Elle sentait qu'il était très tard, plus de minuit, sans doute ; c'est le moment où la nuit coule, comme un fleuve, de l'autre côté du temps, le moment où se produit la naissance mystérieuse du lendemain.
Je me les représente souvent, ces aurores de Notting Hill Gate.
Le froid noir du mois de janvier emprisonnait le ciel et la terre : le ciel était fermé au soleil - mais les cygnes, mais les arêtes de la glace, mais les pâles et lointaines terrasses datant de la Régence, luisaient d'un éclat surnaturel, comme si le froid était équivalent de la lumière.
Le plein hiver, en son moment le plus rude, a quelque chose de dramatique.
Il y a dans le désespoir quelque chose de si saisissant, qu'il faut avoir l'intelligence aguerrie pour s'apercevoir que c'est seulement une forme grandiose de la frousse.
Après des bouleversements intimes, il est très important de fixer son esprit sur quelque chose d'inébranlable. L'indifférence des objets, avec leur air de croire qu'il ne s'est rien passé, nous refournit un point d'appui.

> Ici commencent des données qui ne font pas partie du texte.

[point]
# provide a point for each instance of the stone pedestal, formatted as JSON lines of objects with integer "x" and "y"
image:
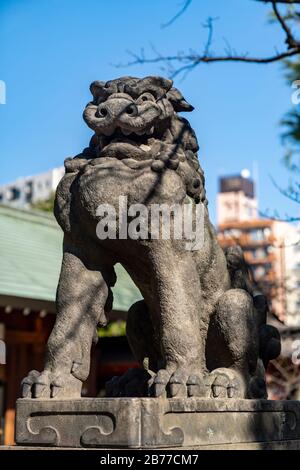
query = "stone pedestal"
{"x": 158, "y": 423}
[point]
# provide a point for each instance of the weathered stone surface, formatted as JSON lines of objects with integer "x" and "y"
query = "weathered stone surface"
{"x": 199, "y": 327}
{"x": 158, "y": 423}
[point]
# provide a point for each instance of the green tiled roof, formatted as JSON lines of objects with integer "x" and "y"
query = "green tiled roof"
{"x": 30, "y": 258}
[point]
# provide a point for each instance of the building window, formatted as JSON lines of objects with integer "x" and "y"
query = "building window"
{"x": 15, "y": 194}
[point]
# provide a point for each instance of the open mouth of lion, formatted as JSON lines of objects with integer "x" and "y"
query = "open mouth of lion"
{"x": 125, "y": 143}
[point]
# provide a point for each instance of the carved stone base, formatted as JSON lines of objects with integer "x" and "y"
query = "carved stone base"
{"x": 157, "y": 423}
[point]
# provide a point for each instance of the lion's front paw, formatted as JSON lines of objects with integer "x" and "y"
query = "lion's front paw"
{"x": 48, "y": 384}
{"x": 225, "y": 383}
{"x": 183, "y": 382}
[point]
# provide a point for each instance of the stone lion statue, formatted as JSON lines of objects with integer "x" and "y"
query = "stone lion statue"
{"x": 199, "y": 330}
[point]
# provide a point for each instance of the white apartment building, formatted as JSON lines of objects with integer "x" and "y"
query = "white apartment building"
{"x": 30, "y": 189}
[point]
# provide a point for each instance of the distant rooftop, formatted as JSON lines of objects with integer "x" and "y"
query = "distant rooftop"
{"x": 236, "y": 183}
{"x": 30, "y": 258}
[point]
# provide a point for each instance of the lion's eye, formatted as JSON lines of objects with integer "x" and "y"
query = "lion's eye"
{"x": 145, "y": 97}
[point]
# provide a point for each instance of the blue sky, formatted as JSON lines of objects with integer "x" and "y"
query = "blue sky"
{"x": 50, "y": 51}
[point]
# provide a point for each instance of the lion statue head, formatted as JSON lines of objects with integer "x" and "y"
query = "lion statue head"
{"x": 137, "y": 118}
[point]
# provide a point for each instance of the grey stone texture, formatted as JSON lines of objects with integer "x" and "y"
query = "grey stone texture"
{"x": 200, "y": 330}
{"x": 159, "y": 423}
{"x": 199, "y": 326}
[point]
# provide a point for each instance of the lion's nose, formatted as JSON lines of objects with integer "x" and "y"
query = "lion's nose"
{"x": 116, "y": 109}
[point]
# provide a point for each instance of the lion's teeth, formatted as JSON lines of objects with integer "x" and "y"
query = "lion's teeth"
{"x": 144, "y": 147}
{"x": 150, "y": 131}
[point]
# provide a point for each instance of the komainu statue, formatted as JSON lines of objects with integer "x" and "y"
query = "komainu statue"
{"x": 200, "y": 330}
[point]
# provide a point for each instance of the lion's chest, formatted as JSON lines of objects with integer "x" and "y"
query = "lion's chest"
{"x": 114, "y": 184}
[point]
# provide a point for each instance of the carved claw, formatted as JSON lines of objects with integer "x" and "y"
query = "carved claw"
{"x": 50, "y": 385}
{"x": 225, "y": 383}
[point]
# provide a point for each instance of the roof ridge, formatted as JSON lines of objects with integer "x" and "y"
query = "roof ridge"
{"x": 32, "y": 215}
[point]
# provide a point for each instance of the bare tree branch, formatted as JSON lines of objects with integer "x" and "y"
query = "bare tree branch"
{"x": 286, "y": 2}
{"x": 290, "y": 40}
{"x": 187, "y": 61}
{"x": 183, "y": 9}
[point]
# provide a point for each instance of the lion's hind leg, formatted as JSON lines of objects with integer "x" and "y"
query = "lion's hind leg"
{"x": 144, "y": 344}
{"x": 233, "y": 348}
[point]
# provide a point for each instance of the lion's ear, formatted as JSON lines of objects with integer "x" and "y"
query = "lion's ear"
{"x": 178, "y": 102}
{"x": 98, "y": 90}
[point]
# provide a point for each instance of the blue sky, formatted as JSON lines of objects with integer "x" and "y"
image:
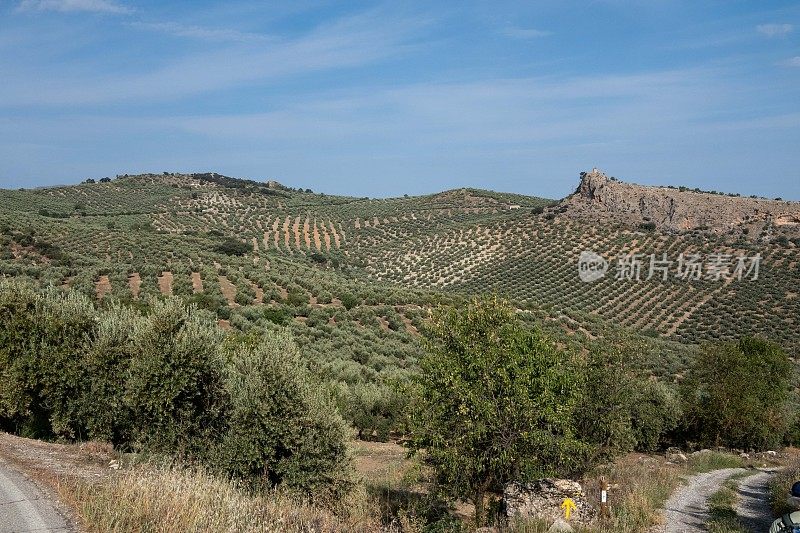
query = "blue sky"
{"x": 382, "y": 99}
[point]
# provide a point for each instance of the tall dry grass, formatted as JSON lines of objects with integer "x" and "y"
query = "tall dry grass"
{"x": 178, "y": 500}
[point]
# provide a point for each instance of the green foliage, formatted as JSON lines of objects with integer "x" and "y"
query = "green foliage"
{"x": 655, "y": 412}
{"x": 165, "y": 383}
{"x": 736, "y": 395}
{"x": 42, "y": 337}
{"x": 175, "y": 390}
{"x": 283, "y": 429}
{"x": 231, "y": 246}
{"x": 620, "y": 409}
{"x": 495, "y": 402}
{"x": 107, "y": 362}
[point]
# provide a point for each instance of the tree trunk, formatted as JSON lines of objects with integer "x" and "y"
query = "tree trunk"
{"x": 479, "y": 499}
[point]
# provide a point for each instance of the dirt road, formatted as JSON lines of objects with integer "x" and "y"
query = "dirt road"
{"x": 23, "y": 507}
{"x": 753, "y": 508}
{"x": 686, "y": 510}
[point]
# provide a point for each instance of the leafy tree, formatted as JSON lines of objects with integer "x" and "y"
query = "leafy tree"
{"x": 736, "y": 393}
{"x": 175, "y": 389}
{"x": 495, "y": 402}
{"x": 231, "y": 246}
{"x": 42, "y": 339}
{"x": 283, "y": 430}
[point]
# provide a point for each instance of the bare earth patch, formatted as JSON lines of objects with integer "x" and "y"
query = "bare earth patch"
{"x": 197, "y": 282}
{"x": 135, "y": 284}
{"x": 102, "y": 287}
{"x": 165, "y": 283}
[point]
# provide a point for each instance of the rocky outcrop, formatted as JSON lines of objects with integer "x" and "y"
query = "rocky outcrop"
{"x": 543, "y": 499}
{"x": 602, "y": 199}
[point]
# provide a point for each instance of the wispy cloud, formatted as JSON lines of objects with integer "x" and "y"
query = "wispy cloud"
{"x": 96, "y": 6}
{"x": 525, "y": 33}
{"x": 774, "y": 30}
{"x": 792, "y": 62}
{"x": 345, "y": 43}
{"x": 199, "y": 32}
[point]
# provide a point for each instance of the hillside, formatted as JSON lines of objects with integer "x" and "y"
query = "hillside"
{"x": 602, "y": 199}
{"x": 303, "y": 254}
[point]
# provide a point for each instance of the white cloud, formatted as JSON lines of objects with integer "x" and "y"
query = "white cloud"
{"x": 774, "y": 30}
{"x": 198, "y": 32}
{"x": 525, "y": 33}
{"x": 346, "y": 43}
{"x": 792, "y": 62}
{"x": 97, "y": 6}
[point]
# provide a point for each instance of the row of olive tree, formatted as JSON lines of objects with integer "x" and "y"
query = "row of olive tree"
{"x": 168, "y": 382}
{"x": 497, "y": 401}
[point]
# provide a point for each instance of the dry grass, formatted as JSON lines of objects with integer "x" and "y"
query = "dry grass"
{"x": 780, "y": 485}
{"x": 178, "y": 500}
{"x": 640, "y": 486}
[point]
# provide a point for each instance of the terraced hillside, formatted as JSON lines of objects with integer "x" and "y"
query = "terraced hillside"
{"x": 237, "y": 245}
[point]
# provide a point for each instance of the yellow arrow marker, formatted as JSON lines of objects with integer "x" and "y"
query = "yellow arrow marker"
{"x": 568, "y": 505}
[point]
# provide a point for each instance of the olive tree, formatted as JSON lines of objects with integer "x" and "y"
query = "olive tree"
{"x": 495, "y": 402}
{"x": 736, "y": 394}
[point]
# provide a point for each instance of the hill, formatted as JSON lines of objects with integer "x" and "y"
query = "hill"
{"x": 338, "y": 267}
{"x": 601, "y": 199}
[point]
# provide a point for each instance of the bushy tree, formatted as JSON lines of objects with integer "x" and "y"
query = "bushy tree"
{"x": 735, "y": 394}
{"x": 175, "y": 389}
{"x": 495, "y": 402}
{"x": 621, "y": 409}
{"x": 107, "y": 363}
{"x": 42, "y": 339}
{"x": 283, "y": 430}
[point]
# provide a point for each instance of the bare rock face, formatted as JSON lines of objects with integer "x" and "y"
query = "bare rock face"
{"x": 543, "y": 499}
{"x": 601, "y": 199}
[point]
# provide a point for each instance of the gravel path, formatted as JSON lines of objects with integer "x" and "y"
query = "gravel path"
{"x": 753, "y": 508}
{"x": 686, "y": 511}
{"x": 24, "y": 508}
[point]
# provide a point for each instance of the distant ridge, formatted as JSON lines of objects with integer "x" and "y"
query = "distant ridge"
{"x": 599, "y": 198}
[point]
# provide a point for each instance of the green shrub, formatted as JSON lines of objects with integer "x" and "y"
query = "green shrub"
{"x": 736, "y": 395}
{"x": 107, "y": 363}
{"x": 231, "y": 246}
{"x": 282, "y": 429}
{"x": 655, "y": 412}
{"x": 175, "y": 389}
{"x": 496, "y": 402}
{"x": 42, "y": 339}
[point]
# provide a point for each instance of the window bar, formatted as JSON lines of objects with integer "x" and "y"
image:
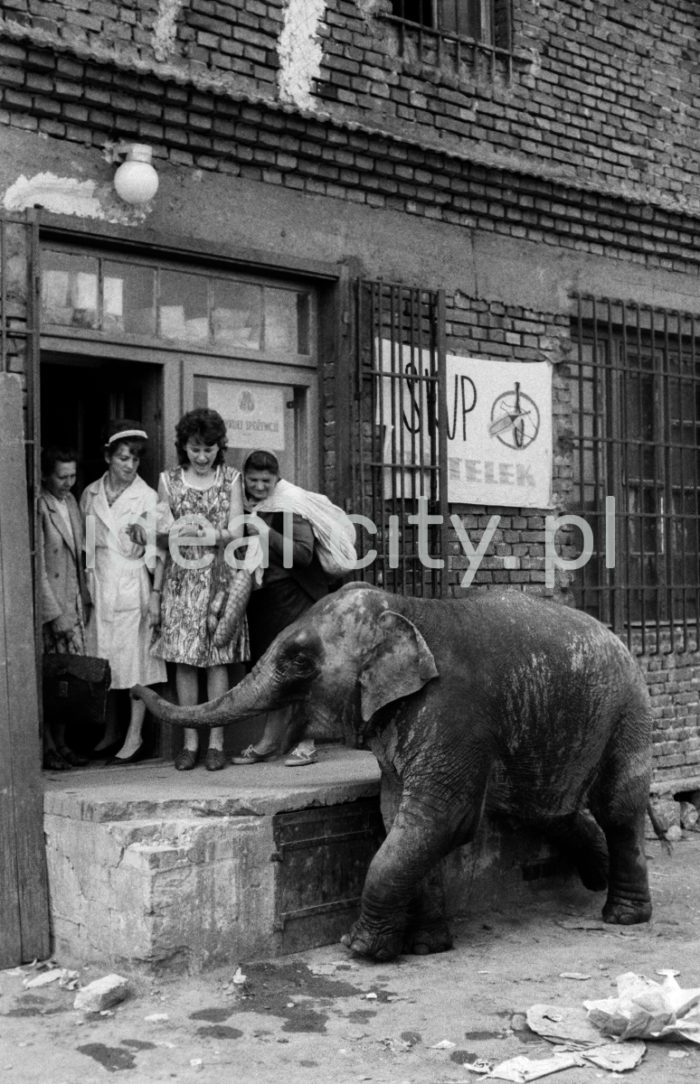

Pour ceux qui vivent d'attente, la proche réalisation constitue une sorte d'épreuve.
Dans les débuts de l'amour - dans sa période magnifique, et qui dure, chez les êtres jeunes, très longtemps-, le bien-aimé n'existe pas en dehors de nous; jamais, par conséquent, il n'arrive ni ne part. Parmi ce tumulte silencieux, exalté et exaltant, les faits réels comptent peu. L'âme demeure, en somme, à un tel diapason, que la présence réelle peut-être de trop, peut devenir intolérable - on a envie de dire: "Allez-vous-en, que je vous sente près de moi." Les heures les plus pleines, alors, sont celles du souvenir ou de l'attente, celles où le coeur s'épand librement, et sans la moindre contrainte
Le coeur peut se persuader qu'il est le maître, les sens sont certains que l'absence supprime les absents. Nous n'avons pas, en réalité, d'amis lointains.
C'est seulement dans les endroits où l'on a fait l'expérience de la solitude qu'on a pour les choses tant d'amitié. Nos rapports familiers avec elle se changent peu à peu en tendresse, et nous en devenons que plus vulnérables. Quand sur une suite de jours vides on jette un regard en arrière, on distingue un certain nombre de monuments commémoratifs. L'habitude n'est pas une simple sujétion, c'est un doux lien; et celle dont on se souvient semble avoir été du bonheur. C'est pourquoi Irène et Portia étaient presque toujours tristes, en regardant pour la dernière fois une chambre d'hôtel. Elles ne pouvaient pas s'empêcher de sentir qu'elles commettaient, en la quittant, une sorte de trahison. Dans des lieux qui leur étaient inconnus, elles recherchaient inconsciemment la familiarité. Ce ne sont pas nos grandes émotions, ce sont nos sentiments courants qui édifient notre demeure intime, si nécessaire. Le besoin de s'attacher quelque part et à quelque chose, voilà ce qui fait que les vagabonds s'acclimatent en un seul jour: partout où nous sentons, fût-ce inconsciemment, nous vivons.